Человек из красного дерева — страница 71 из 75

– Не скажу, – пообещал я.

– А чему ты улыбаешься?

– Рад тебя видеть. Ты очень вовремя позвонила. Ты всегда появляешься мистическим образом, в самый нужный момент.

– Расскажи, – попросила она.

– Не могу. Речь идёт о жизни и смерти, но это тебя не касается.

Она пожала плечами.

– Ладно, – ответила. – Зато у меня есть дело, оно тебя касается. Пойдём.

Перешли в комнату. Гера поставила на мольберт картину. Знакомое лицо, проступающее из беспорядка сизых пятен, как будто из грозовых облаков, крутой лоб, глубоко запавшие глаза и полукруглая борода. Полотно нельзя было назвать выдающимся, автор писал в наивной манере, но всё же сумел добиться эффекта: картина притягивала взгляд, в ней было содержание, ощущение внутренней работы.

– Называется “Святой Николай”, – объявила Гера. – Очень быстро сделала, за пять дней.

– Почему именно он?

– Не знаю, – ответила Гера. – Может, потому что он ко мне приходил.

– Ещё одно мистическое совпадение, – сказал я. – Мне уже почти страшно. Я ведь тоже делал святого Николая, только деревянного. И тоже управился за пять дней. Мы с тобой, не сговариваясь, в одно и то же время воплотили одного и того же человека.

Я достал телефон и показал ей фотографию своей скульптуры.

– Твой лучше, – с завистью признала Гера.

– Твой тоже ничего. И у тебя есть портретное сходство.

– Ну, – гордо сказала Гера, – это как раз было нетрудно.
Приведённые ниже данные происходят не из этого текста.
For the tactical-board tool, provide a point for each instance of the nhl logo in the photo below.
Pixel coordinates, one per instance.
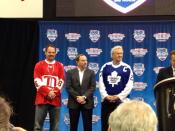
(139, 35)
(65, 101)
(72, 52)
(52, 34)
(139, 69)
(94, 67)
(162, 53)
(124, 6)
(94, 35)
(95, 118)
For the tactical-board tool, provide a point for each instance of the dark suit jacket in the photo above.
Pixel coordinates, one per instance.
(75, 89)
(165, 73)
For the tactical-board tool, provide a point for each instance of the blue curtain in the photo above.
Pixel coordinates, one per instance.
(146, 49)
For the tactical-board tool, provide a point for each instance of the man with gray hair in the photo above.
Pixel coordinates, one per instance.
(133, 115)
(115, 84)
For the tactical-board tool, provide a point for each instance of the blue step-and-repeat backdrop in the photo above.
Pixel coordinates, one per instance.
(146, 49)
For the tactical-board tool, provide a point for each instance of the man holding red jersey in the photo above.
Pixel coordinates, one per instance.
(48, 79)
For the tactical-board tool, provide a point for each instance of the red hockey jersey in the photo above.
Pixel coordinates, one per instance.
(48, 76)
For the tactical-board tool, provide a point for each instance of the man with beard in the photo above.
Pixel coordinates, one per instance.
(115, 84)
(48, 79)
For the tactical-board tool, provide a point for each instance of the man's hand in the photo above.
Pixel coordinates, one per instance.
(51, 95)
(111, 98)
(81, 99)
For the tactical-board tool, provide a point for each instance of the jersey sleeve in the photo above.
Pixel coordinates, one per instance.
(128, 87)
(61, 77)
(40, 86)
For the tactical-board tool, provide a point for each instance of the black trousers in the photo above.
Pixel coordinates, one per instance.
(106, 108)
(86, 116)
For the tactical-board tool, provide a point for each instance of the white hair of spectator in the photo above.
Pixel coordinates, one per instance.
(133, 115)
(114, 48)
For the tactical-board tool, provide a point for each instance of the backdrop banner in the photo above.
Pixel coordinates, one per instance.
(146, 49)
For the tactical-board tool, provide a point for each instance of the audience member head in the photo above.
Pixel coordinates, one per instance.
(172, 57)
(5, 113)
(133, 115)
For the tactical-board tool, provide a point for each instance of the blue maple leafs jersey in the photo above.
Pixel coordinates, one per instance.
(115, 80)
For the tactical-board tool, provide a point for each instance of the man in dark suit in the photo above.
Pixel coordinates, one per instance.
(168, 72)
(81, 84)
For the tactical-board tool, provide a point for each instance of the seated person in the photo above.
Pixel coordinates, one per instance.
(133, 115)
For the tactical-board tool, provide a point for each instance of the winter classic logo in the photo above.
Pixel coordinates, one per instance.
(162, 53)
(139, 35)
(94, 67)
(139, 69)
(94, 51)
(162, 37)
(116, 37)
(52, 34)
(139, 52)
(72, 37)
(72, 52)
(124, 6)
(139, 86)
(94, 35)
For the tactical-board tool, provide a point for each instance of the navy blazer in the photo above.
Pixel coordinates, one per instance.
(165, 73)
(74, 88)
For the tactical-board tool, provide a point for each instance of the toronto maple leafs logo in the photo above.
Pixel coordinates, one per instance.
(114, 79)
(124, 6)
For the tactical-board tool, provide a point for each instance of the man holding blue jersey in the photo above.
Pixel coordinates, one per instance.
(115, 84)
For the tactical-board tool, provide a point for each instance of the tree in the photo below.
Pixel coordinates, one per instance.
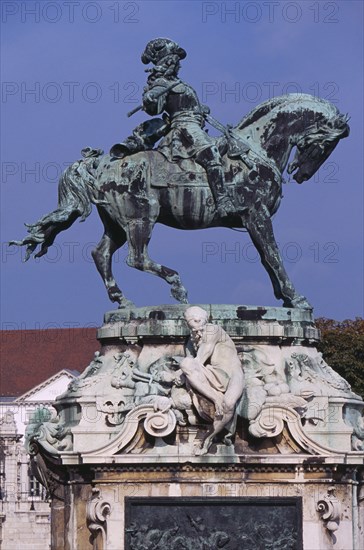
(342, 346)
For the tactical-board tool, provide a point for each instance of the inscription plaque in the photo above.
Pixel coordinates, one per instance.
(213, 523)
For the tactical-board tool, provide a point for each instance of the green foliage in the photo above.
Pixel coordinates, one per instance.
(342, 346)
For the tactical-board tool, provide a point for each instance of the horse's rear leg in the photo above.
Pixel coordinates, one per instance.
(102, 256)
(138, 235)
(261, 233)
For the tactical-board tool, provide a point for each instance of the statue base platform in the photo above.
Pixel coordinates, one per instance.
(124, 459)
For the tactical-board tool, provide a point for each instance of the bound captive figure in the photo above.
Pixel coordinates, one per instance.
(183, 120)
(215, 372)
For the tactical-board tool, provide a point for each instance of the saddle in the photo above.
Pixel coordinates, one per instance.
(187, 173)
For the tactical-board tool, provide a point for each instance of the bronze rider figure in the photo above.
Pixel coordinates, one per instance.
(167, 93)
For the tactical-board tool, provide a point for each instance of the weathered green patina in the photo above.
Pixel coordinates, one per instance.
(190, 180)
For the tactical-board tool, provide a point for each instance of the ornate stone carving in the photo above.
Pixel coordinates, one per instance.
(329, 508)
(46, 428)
(96, 516)
(202, 390)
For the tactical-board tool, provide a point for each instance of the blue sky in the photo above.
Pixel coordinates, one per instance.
(72, 70)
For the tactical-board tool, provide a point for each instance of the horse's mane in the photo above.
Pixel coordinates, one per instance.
(264, 108)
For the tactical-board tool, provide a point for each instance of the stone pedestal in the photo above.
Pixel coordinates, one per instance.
(127, 439)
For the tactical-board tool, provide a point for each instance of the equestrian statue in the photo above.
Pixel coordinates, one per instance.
(170, 171)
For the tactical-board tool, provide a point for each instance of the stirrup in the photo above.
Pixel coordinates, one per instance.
(225, 206)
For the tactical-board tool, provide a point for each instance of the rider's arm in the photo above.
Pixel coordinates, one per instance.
(154, 100)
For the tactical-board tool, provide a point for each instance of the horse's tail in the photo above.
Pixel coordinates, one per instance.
(75, 189)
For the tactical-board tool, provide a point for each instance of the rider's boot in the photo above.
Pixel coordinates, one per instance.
(216, 179)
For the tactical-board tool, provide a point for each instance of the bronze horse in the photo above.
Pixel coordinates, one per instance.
(134, 193)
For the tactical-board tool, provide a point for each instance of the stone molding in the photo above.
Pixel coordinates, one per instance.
(329, 508)
(97, 511)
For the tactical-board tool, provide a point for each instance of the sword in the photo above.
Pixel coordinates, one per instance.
(157, 96)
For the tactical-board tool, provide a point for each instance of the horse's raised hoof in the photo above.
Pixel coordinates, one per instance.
(179, 293)
(125, 303)
(300, 302)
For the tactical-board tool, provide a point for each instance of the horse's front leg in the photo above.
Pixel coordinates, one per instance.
(138, 235)
(260, 229)
(102, 256)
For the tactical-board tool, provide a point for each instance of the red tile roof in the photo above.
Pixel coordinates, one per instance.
(29, 357)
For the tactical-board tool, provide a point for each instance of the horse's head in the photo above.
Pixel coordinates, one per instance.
(316, 146)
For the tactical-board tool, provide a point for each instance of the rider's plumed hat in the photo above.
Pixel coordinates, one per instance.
(159, 48)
Его череп сохранился, по нему учёные восстановили реальный облик. Я была в городе Бари, в базилике, где хранятся его мощи, и кости, и череп. А когда вернулась из Италии – снова поехала в Можайск. А оттуда – в Егорьевск, в Радовицкий монастырь, там тоже есть резной образ Николая. Вот такая у меня вышла поездка. Хотела развеяться – а получилось паломничество, по двум странам. Зато теперь я знаю, куда мне двигаться. Закончу Николая – буду писать Параскеву. Потом Дионисия с отсечённой головой. Конечно, никакой иконографии, это будет светская живопись, но на религиозную тему. – Спохватившись, предупредила: – Ты только не подумай, что я уверовала и воцерковилась! Для меня церковь – только культурный феномен.

– Продашь картину? – спросил я.

– Нет, – ответила Гера. – Зачем? Деньги у меня есть. Сделаю серию работ, попробую замутить выставку. Может, и твой портрет напишу. Ты будешь приходить ко мне, позировать.

– Очень заманчиво, – сказал я и ощутил тоску.

Вряд ли я ещё раз войду в эту квартиру. Если хочу всё сказать – надо делать это сейчас.

И попросил:

– Мой портрет не делай, не надо. Во мне не осталось ничего святого. Я понемногу превращаюсь в смертного человека. Я злюсь, обижаюсь, завидую. Я недавно чуть не убил одного дурака, едва сдержался. И ещё – я полюбил одну девушку. Она художник.

Гера моргнула, краска хлынула на щёки.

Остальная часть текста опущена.